3. Artificial Market Pressure
Almost any nonprofit can create systems that force the same hard choices market signals would impose. Being artificially imposed, they may not operate as naturally as a market/consumers would but they can nevertheless bring some of that insight.
Thinking of the beneficiary as the consumer is one of those systems, but some others to consider include:
Sunset clauses on all programs (they expire unless actively renewed)
Regular zero-based budgeting exercises
Board committees explicitly prompted by the CEO to look for efficiency and streamlining opportunities
When Nonprofits Get It Right
Some nonprofits do figure out how to harness market-like forces. Mobile Loaves & Fishes in Austin, founded by my friend Alan Graham, is a good example. Instead of just giving handouts to homeless people, founder Alan Graham created Community First! Village where residents pay rent for their homes, often earned through on-site jobs.
Because residents exchange money for housing, they have skin in the game. (As recommended above, these beneficiaries look more like consumers.) They take better care of their homes.
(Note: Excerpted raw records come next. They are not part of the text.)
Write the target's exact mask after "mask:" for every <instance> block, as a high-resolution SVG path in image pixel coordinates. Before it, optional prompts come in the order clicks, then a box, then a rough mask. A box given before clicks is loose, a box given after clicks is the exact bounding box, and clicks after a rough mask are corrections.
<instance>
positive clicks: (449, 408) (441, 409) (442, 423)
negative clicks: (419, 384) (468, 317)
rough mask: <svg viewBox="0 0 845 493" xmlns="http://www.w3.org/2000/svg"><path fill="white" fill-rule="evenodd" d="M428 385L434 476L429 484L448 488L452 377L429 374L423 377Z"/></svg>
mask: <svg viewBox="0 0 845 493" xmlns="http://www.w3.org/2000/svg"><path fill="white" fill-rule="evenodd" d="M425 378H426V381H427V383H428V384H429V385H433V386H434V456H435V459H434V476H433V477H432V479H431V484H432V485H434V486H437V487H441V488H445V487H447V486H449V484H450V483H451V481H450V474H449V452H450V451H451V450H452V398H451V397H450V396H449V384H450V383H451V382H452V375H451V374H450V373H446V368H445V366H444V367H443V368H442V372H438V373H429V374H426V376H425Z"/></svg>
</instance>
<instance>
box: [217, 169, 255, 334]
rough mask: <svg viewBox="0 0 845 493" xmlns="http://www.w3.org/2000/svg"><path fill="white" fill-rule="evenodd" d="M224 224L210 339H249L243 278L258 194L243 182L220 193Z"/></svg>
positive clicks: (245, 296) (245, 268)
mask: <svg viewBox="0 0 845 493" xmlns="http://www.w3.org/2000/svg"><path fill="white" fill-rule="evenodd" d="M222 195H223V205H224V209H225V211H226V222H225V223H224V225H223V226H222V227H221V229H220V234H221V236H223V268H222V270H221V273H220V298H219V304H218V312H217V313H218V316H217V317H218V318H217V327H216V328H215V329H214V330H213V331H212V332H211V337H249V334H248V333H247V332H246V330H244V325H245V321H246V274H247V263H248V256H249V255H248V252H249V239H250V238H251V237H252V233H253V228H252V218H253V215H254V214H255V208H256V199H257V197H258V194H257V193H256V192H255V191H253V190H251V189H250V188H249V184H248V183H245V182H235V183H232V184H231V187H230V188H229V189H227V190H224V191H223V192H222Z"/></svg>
The organization gets direct feedback about what’s working because people vote with their wallets, even if those wallets aren’t usually very padded.
The model works. Nearly 400 people now live off the streets in dedicated communities. Other cities are copying the approach.
Every nonprofit leader I’ve met complains about being resource-constrained. But most respond to scarcity by trying to find more resources rather than using existing resources more effectively.
The insight isn’t that nonprofits are inefficient but that they operate in an environment that naturally encourages accumulation over optimization. Recognizing this is the first step toward building better systems and realizing that sometimes subtraction gets you more than addition.